Editor: The following article was published by the National Education Policy Center (NEPC), a university research center housed at the University of Colorado Boulder School of Education. http://nepc.colorado.edu We thank them for permission to reprint this article for our readers.
Amy Coney Barrett and Education:
Where Does She Stand?
With the
memory of Merrick Garland’s thwarted nomination resonating and the rank
hypocrisy fouling the Senate air, Senate Majority Leader Mitch McConnell and
his colleagues quickly ushered then-judge Amy Coney Barrett through a
performative confirmation process. The U.S. Supreme Court’s newest member will
soon begin to rule on cases with the potential to affect generations of
students, teachers, and schools. Barrett’s writings, positions, and track
record so far suggest that her education-related decisions may be the
antithesis of those of her predecessor, the late Ruth Bader Ginsburg, who was known for supporting LGBTQ rights, appreciating the separation of church and
state, and developing jurisprudence advancing gender equity.
Unlike
Ginsberg, a graduate of New York City’s school system, Barrett has limited
personal experience with public education. A graduate of a Catholic girls’
school in Louisiana, she has also sent her own children to religious schools.

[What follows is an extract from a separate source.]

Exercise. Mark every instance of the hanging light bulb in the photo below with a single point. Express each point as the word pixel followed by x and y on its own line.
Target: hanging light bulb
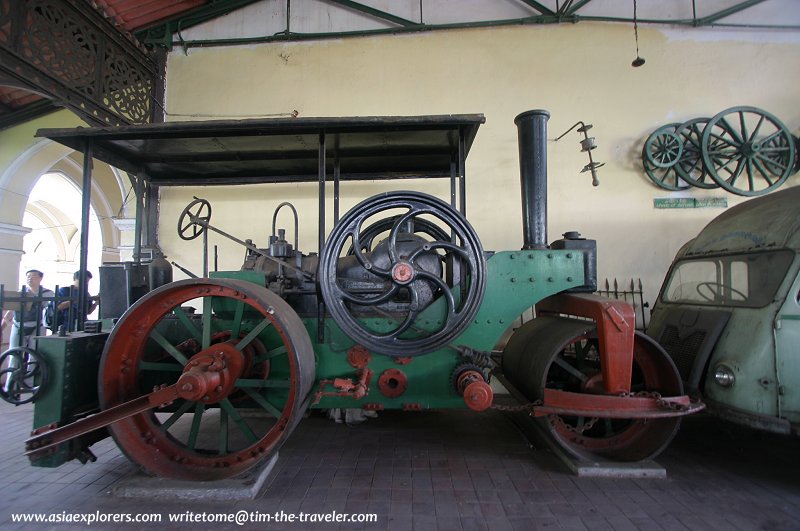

For nearly three years, she served on the board of trustees of a network of
private, Christian schools that discriminated against LGBTQ parents, students,
and employees.
During her
Senate confirmation hearings, Barrett said that she had “been nominated to fill
Justice Ginsburg's seat, but no one will ever take her place.” Barrett will
indeed be a very different judge, including in the realm of education. She
described Espinoza v. Montana Department of Revenue (a 2020 U.S. Supreme Court
decision that required the state to allow public fiscal support for religious
schools even though its constitution banned the practice) as an example of the
court’s view that “religious institutions cannot be discriminated against or
excluded from public programs simply because they are religious.” And she
called Brown v. the Board of Education a “super precedent” that would be
“unthinkable” to overrule, even though an article she coauthored notes that
full adherence to her doctrine of originalism (strict adherence to the original
meaning of the constitution’s words) would require its reversal. Barrett has
also publicly expressed doubt that Title IX protects transgender students who
want to use school restrooms or locker rooms that align with their gender
identities.
As a judge
appointed by President Donald Trump in 2017 to the Court of Appeals for the
Seventh Circuit, Barrett has been involved in several notable decisions
involving education. Here’s a sample, culled from an article in Education Week:
Doe v.Purdue University (2019) was filed by a male former student at Indiana’s Purdue
University, which had suspended him for a year after he was accused of sexual
violence, leading to a discharge from the ROTC and the loss of a related
scholarship. Barrett’s opinion, in favor of the student, concluded that he was
“denied an educational benefit on the basis of his sex” because of a
fundamentally unfair hearing and decision process that was biased in favor of
the female accuser. Since that time, U.S. Secretary of Education Betsy DeVos
has taken steps to further protect the due process rights of students accused
of sexual misconduct. “Many universities and advocates for survivors of sexual
assault state that these changes will make it harder to convince people to come
forward and file reports, as the new guidance offers little protection and
support for survivors of sexual assault,” NEPC Fellow Elizabeth Meyer said last
year in an interview for this newsletter.
Consider
also two cases concerning alleged discrimination based on the plaintiff’s
disability. In both cases, Barnett signed onto opinions affirming the granting
of so-called summary judgment (dismissing the lawsuit because the plaintiff is
not entitled to win based on the facts that the plaintiff does not dispute). In
Grussgott v. Milwaukee Jewish Day School (2018), the plaintiff was an
instructor at a Jewish private school. The panel held that the school was
protected by a “ministerial exception,” based on a 2012 Supreme Court case that
found that churches were exempt from discrimination claims made by their
ministers.
In P.F. v.Taylor (2019), Barrett joined her colleagues in rejecting claims of Wisconsin
students with disabilities who had unsuccessfully attempted to use the state’s
open enrollment laws. The students were denied transfers to new school
districts because those new districts said they could not meet the students’
needs. Wisconsin’s open enrollment statute, in fact, allows for denial of
transfer requests by special education students due to capacity – specifically
the availability of the needed “program or services” in new district. Students
with disabilities have often faced discrimination or denial of services when
they have tried to participate in school choice. But the Seventh Circuit panel
of judges reasoned that the Wisconsin program denies services based on a
district’s capacity to serve a given student with a disability (allowed) rather
than denying admission by reason of the disability (not allowed).